In a statement to ThinkProgress, Families Belong Together said the incident amounted to the Trump administration making a “mockery of our long-held democratic values and our legal process.”

Democratic Reps. Nanette Barragan and Jimmy Gomez, who both represent the greater Los Angeles area, live-tweeted their frustrating experiences with U.S. Customs and Border Patrol (CBP) throughout the night.

CBP agents told the representatives repeatedly that their group could not be processed that day due to “capacity issues.” When asked for proof, agents refused to show the extent to which the Otay Mesa facility was full.

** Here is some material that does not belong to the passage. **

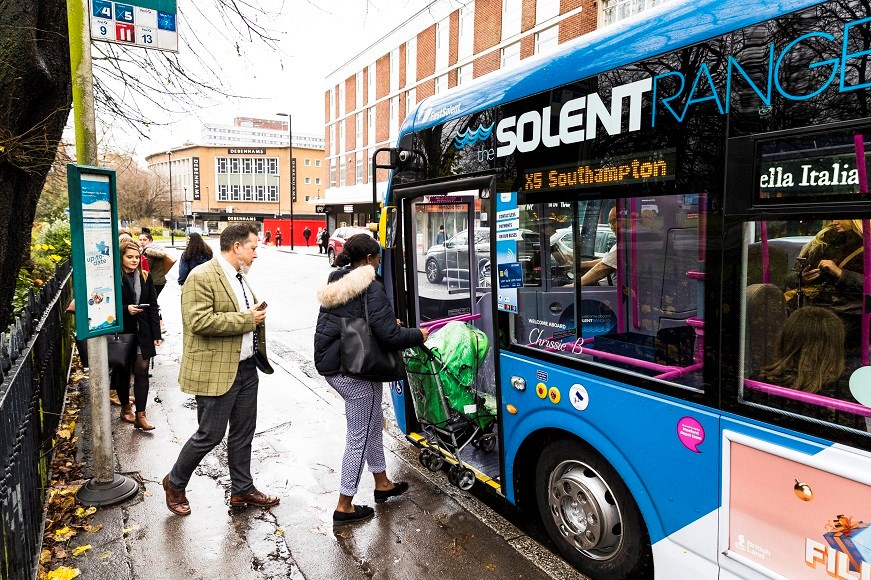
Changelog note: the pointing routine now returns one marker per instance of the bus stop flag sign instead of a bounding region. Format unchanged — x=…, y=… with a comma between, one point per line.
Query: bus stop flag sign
x=143, y=23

According to Barragan and Gomez, CBP agents routinely gave them a hard time, making snide comments and jokes at the expense of the asylum seekers.

“And then we wonder why asylum seekers are not treated with dignity and respect,” Barragan tweeted. “It makes me sick.”

Eventually CBP caged the group together on the U.S. side of the border.

By late Monday evening, most of the 15 asylum seekers in their group had been taken in for processing, including the Honduran mother and her five children who were photographed fleeing tear gas fired by Border Patrol in Tijuana last month.

The remaining asylum seekers who were part of the group had all been processed by early Tuesday.

In a statement to ThinkProgress,

“We are so glad these refugees were eventually able to legally request asylum, but it shouldn’t take congressional escorts and subjection to intimidation tactics and imprisonment to do it,” a Families Belong Together spokesperson said in a statement to ThinkProgress. “The real threat to us is not refugee families and children looking for safety at a legal port of entry; it’s this attack on core American values of family and fairness in service of a shameful political agenda.”

Barragan and Gomez’s real-time tweets about the experience help illustrate the cruelty of what an asylum ban along the U.S.-Mexico border could look like.

Last month, President Trump proposed a policy that would effectively prohibit people who cross between ports of entry from applying for asylum. The asylum ban is currently being challenged in court by the ACLU. As of Monday, a federal judge in California has postponed any further action on the policy.

Applying for asylum is not illegal, yet the administration has done everything it can to criminalize the process. Under U.S. law, individuals can apply for asylum at any port of entry — but in practice, migrants are routinely being turned away, told to come back a different time, or travel to a separate port of entry. This is because the Trump administration has implemented a process of “metering” asylum applications at the border, letting in only a small number of migrants in each day.

Denying individuals the right to apply for asylum is major violation of international human rights.